Current EU Regulatory Framework for Electronic Networks and Services is a barrier to investment in new generation broadband, says FTTH Council

August 18, 2005

2 Min Read

BRUSSELS -- The Fibre to the Home (FTTH) Council Europe calls on European regulators to re-consider the European Regulatory Framework after it emerged in a Brussels meeting last month that the current rules do not allow national regulators to remove uncertainties surrounding investments in ‘deep’ fibre deployment.

In June, European Information Society commissioner Viviane Reding unveiled a strategy to create a single European information economy (i2010), underpinned by mass availability of affordable, faster broadband services. While the FTTH Council and national regulators reached broad agreement on the obstacles preventing the achievement of i2010, the regulators deemed the development of new legislative frameworks to overcome them a low priority.

In a public debate hosted by the FTTH Council last month, senior regulators from the Commission, the UK, France and the Netherlands explained that they see no scope for intervention under the current regulatory regime.

It is commonly assumed that optical fibre will migrate deeper into broadband access networks, supporting the rollout of higher speed and symmetrical broadband services. All DSL technologies are hampered by a trade-off between copper line-length and speed. Shortening line lengths, by placing fibre closer to homes[1], is advantageous for any broadband deployment capable of supporting ‘high definition video’ as the Commission’s i-2010 strategy requires.

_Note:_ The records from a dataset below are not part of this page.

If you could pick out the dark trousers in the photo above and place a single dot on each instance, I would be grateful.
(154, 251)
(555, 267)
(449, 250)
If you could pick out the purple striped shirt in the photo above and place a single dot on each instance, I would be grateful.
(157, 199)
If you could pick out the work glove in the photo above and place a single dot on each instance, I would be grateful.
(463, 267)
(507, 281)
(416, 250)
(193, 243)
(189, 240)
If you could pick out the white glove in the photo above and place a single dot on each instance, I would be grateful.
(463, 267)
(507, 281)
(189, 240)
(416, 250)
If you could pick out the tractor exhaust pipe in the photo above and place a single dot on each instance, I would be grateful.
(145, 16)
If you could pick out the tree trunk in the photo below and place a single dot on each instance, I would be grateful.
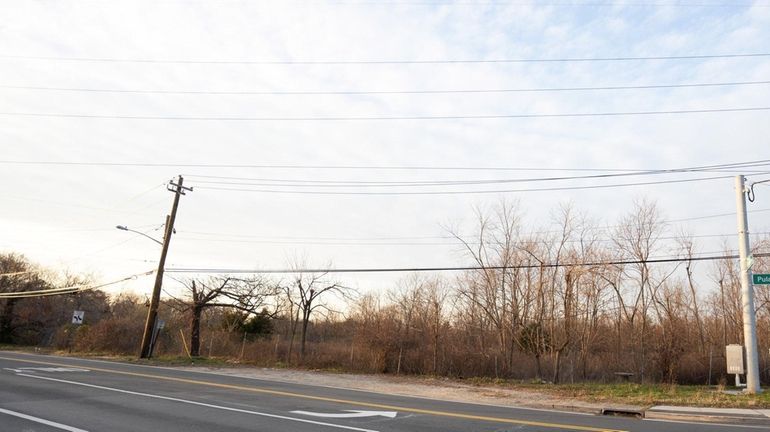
(305, 322)
(6, 321)
(195, 332)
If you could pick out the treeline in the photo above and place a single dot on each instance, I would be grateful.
(573, 303)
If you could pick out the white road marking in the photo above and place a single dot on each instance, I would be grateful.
(349, 414)
(198, 403)
(42, 421)
(45, 369)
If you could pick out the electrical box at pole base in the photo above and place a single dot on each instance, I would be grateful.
(735, 359)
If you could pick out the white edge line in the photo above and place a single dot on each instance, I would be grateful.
(707, 424)
(42, 421)
(286, 381)
(195, 403)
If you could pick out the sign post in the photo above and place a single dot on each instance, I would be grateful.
(77, 317)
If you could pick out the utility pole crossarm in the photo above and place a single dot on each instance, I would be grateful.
(152, 314)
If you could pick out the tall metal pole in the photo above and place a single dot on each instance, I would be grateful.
(747, 290)
(152, 314)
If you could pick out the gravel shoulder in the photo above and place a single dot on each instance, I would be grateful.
(432, 388)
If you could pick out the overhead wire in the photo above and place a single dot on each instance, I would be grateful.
(221, 180)
(357, 167)
(461, 192)
(460, 268)
(74, 289)
(393, 241)
(388, 62)
(384, 92)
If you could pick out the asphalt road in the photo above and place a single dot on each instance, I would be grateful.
(40, 393)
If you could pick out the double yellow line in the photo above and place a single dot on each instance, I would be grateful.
(328, 399)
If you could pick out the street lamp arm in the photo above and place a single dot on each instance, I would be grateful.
(125, 228)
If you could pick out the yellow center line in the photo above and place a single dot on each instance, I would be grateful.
(329, 399)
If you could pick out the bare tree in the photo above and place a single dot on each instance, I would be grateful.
(309, 293)
(247, 295)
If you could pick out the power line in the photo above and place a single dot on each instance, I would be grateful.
(546, 189)
(220, 180)
(383, 92)
(70, 289)
(384, 118)
(466, 268)
(388, 62)
(394, 242)
(350, 167)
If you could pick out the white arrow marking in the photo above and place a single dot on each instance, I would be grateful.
(349, 414)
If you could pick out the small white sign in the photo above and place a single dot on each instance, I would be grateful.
(77, 317)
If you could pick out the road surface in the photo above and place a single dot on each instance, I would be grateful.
(41, 393)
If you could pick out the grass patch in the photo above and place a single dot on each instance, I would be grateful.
(644, 394)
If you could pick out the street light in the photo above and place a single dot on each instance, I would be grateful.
(125, 228)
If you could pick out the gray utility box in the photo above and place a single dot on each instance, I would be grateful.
(735, 359)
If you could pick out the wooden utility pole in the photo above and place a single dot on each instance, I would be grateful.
(747, 290)
(152, 314)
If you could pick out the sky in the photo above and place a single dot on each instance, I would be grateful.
(103, 102)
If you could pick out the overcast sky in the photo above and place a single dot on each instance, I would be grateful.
(211, 84)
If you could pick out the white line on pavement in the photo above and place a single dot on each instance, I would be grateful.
(196, 403)
(42, 421)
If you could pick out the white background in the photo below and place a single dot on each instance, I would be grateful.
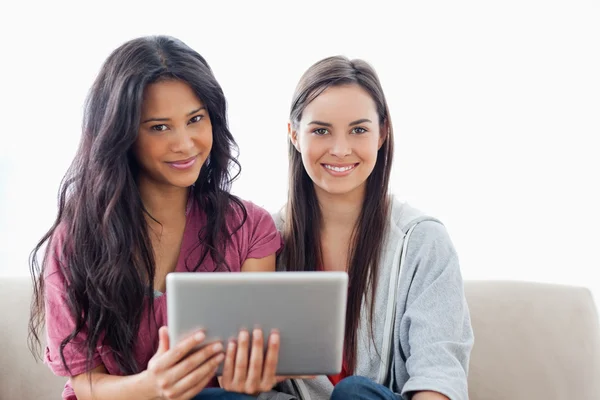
(496, 111)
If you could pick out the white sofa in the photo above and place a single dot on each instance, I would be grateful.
(532, 341)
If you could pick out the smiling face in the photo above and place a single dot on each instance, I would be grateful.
(175, 135)
(338, 137)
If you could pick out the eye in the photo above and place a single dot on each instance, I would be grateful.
(358, 130)
(159, 128)
(320, 131)
(196, 118)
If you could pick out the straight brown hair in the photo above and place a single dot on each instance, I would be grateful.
(303, 220)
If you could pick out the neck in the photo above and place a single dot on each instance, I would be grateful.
(164, 203)
(340, 212)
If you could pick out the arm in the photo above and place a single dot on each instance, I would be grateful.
(107, 386)
(435, 327)
(172, 374)
(429, 396)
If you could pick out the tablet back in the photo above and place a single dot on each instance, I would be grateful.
(308, 309)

“If we look at the US and Asia, where investments in deep fibre deployments for new generation broadband services have passed €100 billion, what we see is supportive public policy that has recognised the fundamental importance of fibre and acted to remove ambiguity and uncertainty from the regulatory process,” said Meni Styliadou, chair of the Council’s regulatory affairs committee. “In Europe, by stark contrast, the great majority of investments in fibre in access are being supported by regional authorities or utilities who are themselves supported by the public sector. Established operators do not seem to be interested. And one can see why… Would you invest billions in a long-term, fibre optic infrastructure investment which can provide services that cannot be provided as efficiently and effectively over any other platform, when, as the Framework stands, your new assets could be unbundled to competitors?”